A mysterious and distant object in space, which at times emits terribly powerful Fast Radio Bursts (FRBs), so intense that they are visible almost all over the universe has baffled the scientific community.

Scientists do not exclude the possibility of the origin of the phenomenon being an extraterrestrial culture though, they consider a natural explanation to be more likely.

Puerto Rico's Arequipo, the world's largest radio telescope made the initial observations, but the observations that followed and confirmed the original findings were made by astronomers at the University of California-Berkeley with help from the Greyhound Broadcasting, as part of the Breakthrough Listening Extraterrestrial Intelligence.

According to the new observations, the flares from FRB 121102 exhibit nearly 100 per cent linear polarisation, something completely unusual. According to experts, this probably means that the source of FRBs originates in a hot gas (plasma) with a strong magnetic field.

FRBs are very short, fast pulses of radio waves whose sources are not known, which makes them one of the greatest mysteries of modern astronomy. This particular (FRB 121102) is the sole source seen to recur so often.
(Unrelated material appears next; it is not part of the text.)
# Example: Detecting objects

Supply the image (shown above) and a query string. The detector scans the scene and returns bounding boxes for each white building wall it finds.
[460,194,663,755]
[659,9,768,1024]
Astronomers had till now ''caught'' over 200 such powerful radio broadcasts from the same source, which exists in a dwarf galaxy at about three billion light years from earth.

According to experts, the short bursts ranging from 30 microseconds to 9 milliseconds in duration, indicate that the source could be as small as 10 kilometers across – the typical size of a neutron star.

The source could also be a magnetar interacting with the nebula of material shed when the original star exploded to produce the magnetar; or interactions with the highly magnetised wind from a rotating neutron star, or pulsar. A magnetar, a type of neutron star has an extremely powerful magnetic field.

"At this point, we don't really know the mechanism. There are many questions, such as, how can a rotating neutron star produce the high amount of energy typical of an FRB?" said UC Berkeley postdoctoral fellow Vishal Gajjar of Breakthrough Listen and the Berkeley SETI Research Center.